We even have to clarify why it’s persisted when we’d have more cash if we didn’t have pets. Those that were seen to be good with animals were more accepted by people in their tribe, and there may have even been some selection for brides and grooms supported affinity with animals. Second, domestication of animals has been a really important aspect of the emergence of what we call civilization. But it’s actually naturally impossible because to domesticate an animal you’ve got to vary its genetics. Even nowadays that takes many generations. The sole way you’ll account for the separation of livestock from their wild ancestors, and also the only way they stopped interbreeding, is because the kennel, that were slightly tamer, were people’s pets and were physically and emotionally and culturally separated. So, we had the emergence of a dog, which is beneficial, a true cat, which might be useful because it hunts around houses, and goats and sheep that you simply can herd and milk. Pet-keeping became a bonus, because the societies that were good at it and wanted to try to it domesticated animals before other neighbouring societies and groups of individuals.

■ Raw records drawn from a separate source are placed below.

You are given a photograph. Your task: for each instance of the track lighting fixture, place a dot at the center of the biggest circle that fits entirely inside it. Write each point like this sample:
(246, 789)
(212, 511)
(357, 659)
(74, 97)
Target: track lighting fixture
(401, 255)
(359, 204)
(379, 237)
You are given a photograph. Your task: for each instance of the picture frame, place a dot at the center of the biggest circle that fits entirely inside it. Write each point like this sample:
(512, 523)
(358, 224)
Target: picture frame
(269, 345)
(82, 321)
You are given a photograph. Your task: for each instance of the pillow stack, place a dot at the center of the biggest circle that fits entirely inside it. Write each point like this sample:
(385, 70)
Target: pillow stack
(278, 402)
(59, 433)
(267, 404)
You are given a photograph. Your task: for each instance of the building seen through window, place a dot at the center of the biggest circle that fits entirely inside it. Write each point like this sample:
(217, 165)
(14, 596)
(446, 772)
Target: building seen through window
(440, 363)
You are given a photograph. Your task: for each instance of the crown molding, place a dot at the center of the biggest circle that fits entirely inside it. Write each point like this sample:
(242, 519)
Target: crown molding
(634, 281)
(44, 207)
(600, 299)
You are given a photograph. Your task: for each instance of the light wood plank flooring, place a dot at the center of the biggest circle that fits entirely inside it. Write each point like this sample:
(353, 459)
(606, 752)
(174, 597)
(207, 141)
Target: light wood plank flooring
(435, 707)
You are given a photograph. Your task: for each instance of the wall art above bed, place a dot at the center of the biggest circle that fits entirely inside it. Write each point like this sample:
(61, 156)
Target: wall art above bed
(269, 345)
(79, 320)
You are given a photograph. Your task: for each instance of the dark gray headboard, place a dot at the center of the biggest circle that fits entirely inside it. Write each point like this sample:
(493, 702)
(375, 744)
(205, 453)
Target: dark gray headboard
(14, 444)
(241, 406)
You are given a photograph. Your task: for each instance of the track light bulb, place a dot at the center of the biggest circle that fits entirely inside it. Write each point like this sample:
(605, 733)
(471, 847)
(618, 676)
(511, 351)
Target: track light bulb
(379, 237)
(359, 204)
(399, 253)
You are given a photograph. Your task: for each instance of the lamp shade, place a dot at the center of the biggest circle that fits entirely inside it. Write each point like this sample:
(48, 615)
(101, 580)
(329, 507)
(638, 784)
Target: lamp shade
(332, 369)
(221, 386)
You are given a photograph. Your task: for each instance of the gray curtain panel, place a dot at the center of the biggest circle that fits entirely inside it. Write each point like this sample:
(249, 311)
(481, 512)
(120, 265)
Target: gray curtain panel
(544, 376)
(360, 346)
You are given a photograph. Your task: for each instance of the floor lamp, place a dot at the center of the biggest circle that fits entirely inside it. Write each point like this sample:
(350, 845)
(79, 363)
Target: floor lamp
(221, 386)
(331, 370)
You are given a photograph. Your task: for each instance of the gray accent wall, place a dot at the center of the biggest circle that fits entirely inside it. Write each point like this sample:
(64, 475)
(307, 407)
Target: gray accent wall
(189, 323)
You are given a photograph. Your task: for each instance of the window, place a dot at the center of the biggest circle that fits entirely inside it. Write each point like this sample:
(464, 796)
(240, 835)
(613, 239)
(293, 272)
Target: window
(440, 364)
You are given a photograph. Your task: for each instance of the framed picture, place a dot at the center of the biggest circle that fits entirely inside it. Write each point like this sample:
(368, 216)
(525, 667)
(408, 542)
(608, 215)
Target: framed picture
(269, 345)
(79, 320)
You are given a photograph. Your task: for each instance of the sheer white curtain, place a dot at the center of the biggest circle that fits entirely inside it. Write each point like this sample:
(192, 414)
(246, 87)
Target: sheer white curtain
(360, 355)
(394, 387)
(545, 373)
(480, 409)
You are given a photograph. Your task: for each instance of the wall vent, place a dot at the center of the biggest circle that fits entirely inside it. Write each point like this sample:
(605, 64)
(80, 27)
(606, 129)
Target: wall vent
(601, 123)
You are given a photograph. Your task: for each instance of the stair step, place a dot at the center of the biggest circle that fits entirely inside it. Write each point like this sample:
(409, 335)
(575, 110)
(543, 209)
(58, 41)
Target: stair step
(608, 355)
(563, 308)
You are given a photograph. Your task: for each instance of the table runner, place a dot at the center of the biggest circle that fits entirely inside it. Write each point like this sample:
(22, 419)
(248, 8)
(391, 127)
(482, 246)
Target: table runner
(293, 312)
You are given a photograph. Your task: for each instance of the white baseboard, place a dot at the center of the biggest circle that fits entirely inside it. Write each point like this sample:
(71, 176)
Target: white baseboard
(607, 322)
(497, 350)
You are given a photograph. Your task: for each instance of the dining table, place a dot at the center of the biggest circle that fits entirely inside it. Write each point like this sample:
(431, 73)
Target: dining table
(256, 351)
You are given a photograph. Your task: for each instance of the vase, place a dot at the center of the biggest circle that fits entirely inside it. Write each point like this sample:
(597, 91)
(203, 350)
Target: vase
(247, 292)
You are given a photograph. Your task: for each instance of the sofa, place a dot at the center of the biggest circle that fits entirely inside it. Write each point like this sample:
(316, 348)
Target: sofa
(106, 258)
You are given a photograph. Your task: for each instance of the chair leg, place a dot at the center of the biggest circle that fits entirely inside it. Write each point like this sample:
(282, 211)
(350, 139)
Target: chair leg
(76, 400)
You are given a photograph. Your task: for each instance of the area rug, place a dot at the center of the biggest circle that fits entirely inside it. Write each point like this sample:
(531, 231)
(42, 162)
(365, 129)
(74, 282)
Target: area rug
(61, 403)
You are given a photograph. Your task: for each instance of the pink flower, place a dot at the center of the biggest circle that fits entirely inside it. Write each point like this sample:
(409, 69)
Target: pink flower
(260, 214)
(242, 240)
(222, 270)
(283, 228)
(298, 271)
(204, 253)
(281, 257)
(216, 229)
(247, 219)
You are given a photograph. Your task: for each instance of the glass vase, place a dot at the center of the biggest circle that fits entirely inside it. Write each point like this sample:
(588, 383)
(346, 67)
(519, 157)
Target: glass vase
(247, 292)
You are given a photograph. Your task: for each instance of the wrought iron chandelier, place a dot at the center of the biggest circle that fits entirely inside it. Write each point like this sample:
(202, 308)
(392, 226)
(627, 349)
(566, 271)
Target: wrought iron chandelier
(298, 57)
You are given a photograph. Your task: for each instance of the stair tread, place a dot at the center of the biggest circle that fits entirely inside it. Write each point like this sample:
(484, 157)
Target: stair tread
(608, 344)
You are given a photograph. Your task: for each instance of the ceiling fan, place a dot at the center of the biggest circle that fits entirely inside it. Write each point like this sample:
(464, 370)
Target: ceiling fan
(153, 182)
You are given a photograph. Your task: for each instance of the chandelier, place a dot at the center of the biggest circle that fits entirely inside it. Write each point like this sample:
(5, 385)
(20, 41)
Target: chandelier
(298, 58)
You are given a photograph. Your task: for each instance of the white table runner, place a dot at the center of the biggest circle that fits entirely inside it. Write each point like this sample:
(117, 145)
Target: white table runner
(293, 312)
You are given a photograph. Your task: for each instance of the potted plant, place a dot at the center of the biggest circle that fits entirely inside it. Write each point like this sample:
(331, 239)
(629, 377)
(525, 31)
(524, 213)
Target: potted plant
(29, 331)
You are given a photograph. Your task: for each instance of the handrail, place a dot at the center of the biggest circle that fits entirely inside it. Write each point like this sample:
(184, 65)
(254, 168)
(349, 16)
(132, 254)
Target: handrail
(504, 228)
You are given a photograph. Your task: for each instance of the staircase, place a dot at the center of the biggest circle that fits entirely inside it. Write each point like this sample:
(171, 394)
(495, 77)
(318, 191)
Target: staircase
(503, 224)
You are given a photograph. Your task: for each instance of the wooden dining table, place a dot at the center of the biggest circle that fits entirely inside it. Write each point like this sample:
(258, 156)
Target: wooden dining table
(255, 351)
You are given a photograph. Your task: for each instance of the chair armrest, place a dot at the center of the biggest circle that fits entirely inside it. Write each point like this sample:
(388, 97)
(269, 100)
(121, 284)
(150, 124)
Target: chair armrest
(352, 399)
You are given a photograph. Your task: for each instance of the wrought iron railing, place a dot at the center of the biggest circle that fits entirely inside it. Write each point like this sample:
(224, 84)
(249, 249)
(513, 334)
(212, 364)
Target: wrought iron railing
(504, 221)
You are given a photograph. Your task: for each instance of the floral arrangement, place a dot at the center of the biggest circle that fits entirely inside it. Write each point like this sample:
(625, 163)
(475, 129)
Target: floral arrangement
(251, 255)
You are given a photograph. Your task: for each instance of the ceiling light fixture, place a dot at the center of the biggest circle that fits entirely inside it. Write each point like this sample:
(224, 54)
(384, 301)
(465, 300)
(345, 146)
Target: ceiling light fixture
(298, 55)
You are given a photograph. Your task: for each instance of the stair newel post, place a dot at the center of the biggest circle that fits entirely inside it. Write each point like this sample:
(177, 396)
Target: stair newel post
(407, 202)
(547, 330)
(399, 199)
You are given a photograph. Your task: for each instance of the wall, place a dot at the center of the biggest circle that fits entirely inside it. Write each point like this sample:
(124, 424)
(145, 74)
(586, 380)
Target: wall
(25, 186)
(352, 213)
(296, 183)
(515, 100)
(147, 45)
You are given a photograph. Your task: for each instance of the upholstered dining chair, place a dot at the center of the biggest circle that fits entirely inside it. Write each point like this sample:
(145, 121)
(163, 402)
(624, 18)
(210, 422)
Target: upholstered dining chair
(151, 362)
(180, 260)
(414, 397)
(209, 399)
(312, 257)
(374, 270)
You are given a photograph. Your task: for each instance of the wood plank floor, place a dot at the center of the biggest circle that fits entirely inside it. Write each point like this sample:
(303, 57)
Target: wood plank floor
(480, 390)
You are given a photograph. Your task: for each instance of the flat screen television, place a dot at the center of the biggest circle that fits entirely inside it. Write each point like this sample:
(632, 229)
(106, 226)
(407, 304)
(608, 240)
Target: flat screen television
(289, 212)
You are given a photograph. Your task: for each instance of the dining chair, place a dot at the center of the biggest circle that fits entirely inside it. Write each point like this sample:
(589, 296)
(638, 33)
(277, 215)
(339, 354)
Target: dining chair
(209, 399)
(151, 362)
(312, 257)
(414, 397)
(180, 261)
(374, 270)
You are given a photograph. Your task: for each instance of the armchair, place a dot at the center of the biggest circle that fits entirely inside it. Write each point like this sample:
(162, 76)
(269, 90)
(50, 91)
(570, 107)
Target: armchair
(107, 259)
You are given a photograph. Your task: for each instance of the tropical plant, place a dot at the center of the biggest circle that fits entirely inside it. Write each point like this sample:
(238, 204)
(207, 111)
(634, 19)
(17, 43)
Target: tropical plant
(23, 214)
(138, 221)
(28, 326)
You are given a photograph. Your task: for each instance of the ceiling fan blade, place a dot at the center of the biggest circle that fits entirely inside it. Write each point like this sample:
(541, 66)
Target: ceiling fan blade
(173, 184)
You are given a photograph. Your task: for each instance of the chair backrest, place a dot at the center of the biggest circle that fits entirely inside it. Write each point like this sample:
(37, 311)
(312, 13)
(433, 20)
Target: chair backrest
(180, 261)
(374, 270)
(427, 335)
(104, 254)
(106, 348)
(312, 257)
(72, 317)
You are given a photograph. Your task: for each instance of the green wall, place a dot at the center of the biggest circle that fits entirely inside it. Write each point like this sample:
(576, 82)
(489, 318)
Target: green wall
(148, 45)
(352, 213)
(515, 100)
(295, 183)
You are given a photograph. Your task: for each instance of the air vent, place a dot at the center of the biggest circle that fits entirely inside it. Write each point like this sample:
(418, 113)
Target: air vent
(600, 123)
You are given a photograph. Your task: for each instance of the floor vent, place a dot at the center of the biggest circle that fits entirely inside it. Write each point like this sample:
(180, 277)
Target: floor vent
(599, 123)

Bradshaw, an honorary researcher at the University of England once said in his book, that the bond we have with pets is not because they are useful, not because they are cute and definitely not because they will help us in living longer the health experts suggest. Instead, he stated, pet-keeping is an intrinsic part of human nature, one rooted deeply in our own species’ evolution.
There is evidence that interacting with pets does reduce people’s stress, provided the pet is behaving properly. Good interactions do have quite profound effect, causing changes in oxytocin and in beta endorphins. Those are actual changes occurring within the body of someone who is patting a friendly dog.
The trustworthiness that a pet give to people is impeccable. Have you noticed how a man with a friendly dog becomes more trustworthy in the eyes of people? Often, people are believed when they say nice stories about people, like there is no doubt about it. This is the trustworthiness-effect, and it explains a lot why pets are used for therapies.